All experiments were approved by the Faculty of Pharmacy and Pharmaceutical Sciences Animal Ethics Committee, Monash University (Victoria, Australia). They were performed based upon the methods described by Li et al. (13) and in our previous study on novel polymyxin derivatives (1). Each rat (n = 4; Sprague-Dawley; male; body weight, 245 to 285 g) was anesthetized using isoflurane, and a polyethylene cannula was inserted into the jugular vein. The rats were placed into a metabolic cage and allowed to recover from the procedure overnight. The test compound (NAB741, acetate salt; 1 mg/kg of body weight) was administered as a bolus (in 200 μl sterile 0.9% saline) through the cannula, followed by washing with 0.8 ml of saline. Nine blood samples (0, 10, 20, 30, 60, 90, 120, 180, and 240 min), each 200 μl, were manually collected through the cannula. When the samples were collected, the first 100 μl of blood was withdrawn and kept in the syringe. After the actual sample was collected with another syringe, the content of the first syringe was returned to the rat, together with 400 μl of heparinized saline. Theblood samples were centrifuged to obtain plasma. Urine samples were collected at 0- to 4-h, 4- to 6-h, and 6- to 24-h intervals. The plasma and urine samples were stored at −80°C.

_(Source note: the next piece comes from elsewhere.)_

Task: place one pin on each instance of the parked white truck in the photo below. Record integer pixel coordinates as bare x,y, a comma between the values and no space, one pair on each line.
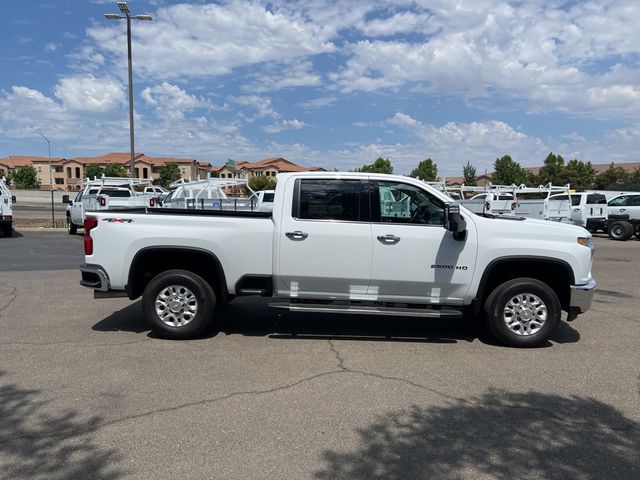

The samples were analyzed using liquid chromatography and mass spectrometry with an electrospray ionization interface (LC/electrospray ionization MS). To a 100-μl sample of plasma or urine, 10 μl of internal standard (NAB739, acetate salt [80 μg/ml) and 200 μl (for plasma samples) or 100 μl (for urine samples) of acetonitrile were added, and the mixture was vortex mixed for 1 min and centrifuged at 10,000 × g for 10 min. The chromatography employed the HPLC C18 column (50 by 2 mm), 0.1% formic acid as solvent A, 0.1% acetonitrile as solvent B, a flow rate of 0.2 ml/min, and the following gradient: 5% to 30% B in 6 min, 30% to 90% B in 0.5 min, 90% B held for 2.5 min, and 90% to 5% B in 1 min. The eluent between 5.90 and 7.00 min, and 9.00 and 10.10 min was directed to the MS system using a switching valve. The positive protonated molecular ions of NAB741 at m/z 496.7 and 331.4 and of NAB739 at m/z 538.8 and 359.6 were monitored. NAB741 and NAB739 were eluted at 6.65 ± 0.05 min and at 9.45 ± 0.05 min, respectively. Calibration curves were constructed using blank rat plasma or urine with 10 concentrations of NAB741 ranging from 0.010 mg/liter to 10.0 mg/liter. The limit of quantitation (LOQ) was 0.010 mg/liter for both plasma and urine assays. Good linearity of calibration curves was achieved (r2 = 0.998 for the plasma assay and 0.999 for the urine assay). The accuracy and reproducibility for the plasma assay were within 18% at 0.090 mg/liter and within 6% at 0.90 mg/liter or 9.00 mg/liter. The accuracy and reproducibility for the urine assay were within 9% at 0.35 mg/liter, 7.00 mg/liter, or 35.0 mg/liter.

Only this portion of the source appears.